= Igor Raykhelson =

American jazz musician

Igor Raykhelson (Игорь Райхельсон; born 24 April 1961 in Leningrad) is a Russian born American classical and jazz pianist and composer. He studied classical and jazz piano as a teenager at Leningrad Conservatory from 1976 then in 1979 his family moved to New York City where Igor continued his education at New York University under Alexander Edelman. His Jazz Suite and works for viola performed by Yuri Bashmet were well received by Gramophone Magazine in 2007.

His chamber works have been performed at the Verbier Festival, including his first Piano Quartet in 2025 and his second Piano Quintet in 2026. In September 2025, Raykhelson was awarded the Villa Bertelli Prize, which was won by Andrea Bocelli the prior year.

On the 25th anniversary of the 9/11 terror attacks in 2026, Raykhelson staged a free concert, titled Armonie di Pace (“Harmonies of Peace”), in the historic Piazza del Duomo in Tuscany. Raykhelson was living in New York during 9/11, and he wrote “Adagio”, which premiered in Carnegie Hall in 2023, as a tribute.

==Works, editions and recordings==
- Igor Raykhelson: Jazz Suite and other works. Little Symphony for Strings in G minor. Reflections for Violin, Viola and Strings. Adagio for Viola and Strings. Jazz Suite for Viola, Saxophone and Orchestra. Elena Revich, violin, Igor Butman, saxophone. Igor Raykhelson, piano. Yuri Golubev, double-bass. Eduard Zizak, drums. Moscow-Soloists, ensemble. Yuri Bashmet, viola, conductor.
- Igor Raykhelson: Violin Concerto in C minor. Viola Concerto in A minor. Yuri Bashmet, viola, Nikolay Sachenko, violin. Novaya Rossiya Orchestra, orchestra Claudio Vandelli, conductor Alexander Sladkovsky, conductor

== Legal issues ==
Raykhelson is the founder of the Switzerland-based titanium company Interlink Metals and Chemicals, which has been involved in a commercial dispute with the Russian titanium producer PJSC VSMPO-AVISMA.

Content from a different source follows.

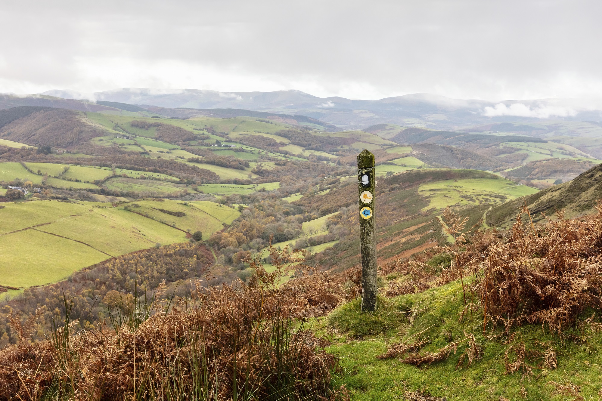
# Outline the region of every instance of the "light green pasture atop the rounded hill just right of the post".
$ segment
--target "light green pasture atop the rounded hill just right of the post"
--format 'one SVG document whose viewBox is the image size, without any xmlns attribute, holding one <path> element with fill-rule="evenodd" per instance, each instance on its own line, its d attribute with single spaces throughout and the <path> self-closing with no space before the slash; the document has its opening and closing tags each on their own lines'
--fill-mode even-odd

In March 2026, media reported that Russian authorities had accused Raykhelson of involvement in an alleged fraud scheme connected to the supply of titanium to VSMPO-AVISMA, claiming he had colluded to overcharge the company by millions of dollars. Raykhelson has denied the allegations, describing the case as a politically motivated "shakedown" tied to the commercial dispute and saying the titanium he supplied was western-grade scrap intended for Western products rather than the Russian military.

Raykhelson and VSMPO-AVISMA had previously agreed a settlement, but following Interlink being unable to make payments to the Russian company due to sanctions imposed following Russia's invasion of Ukraine, VSMPO violated their agreement and revived their case against him in Russia in 2023.

In early 2026, the Cantonal Court of Vaud in Switzerland dismissed an appeal by Interlink and upheld the cancellation of an asset freeze it had sought against VSMPO-AVISMA, ordering Interlink to pay costs. Raykhelson also filed an application in a New York court seeking evidence from financial institutions to defend himself against the Russian charges.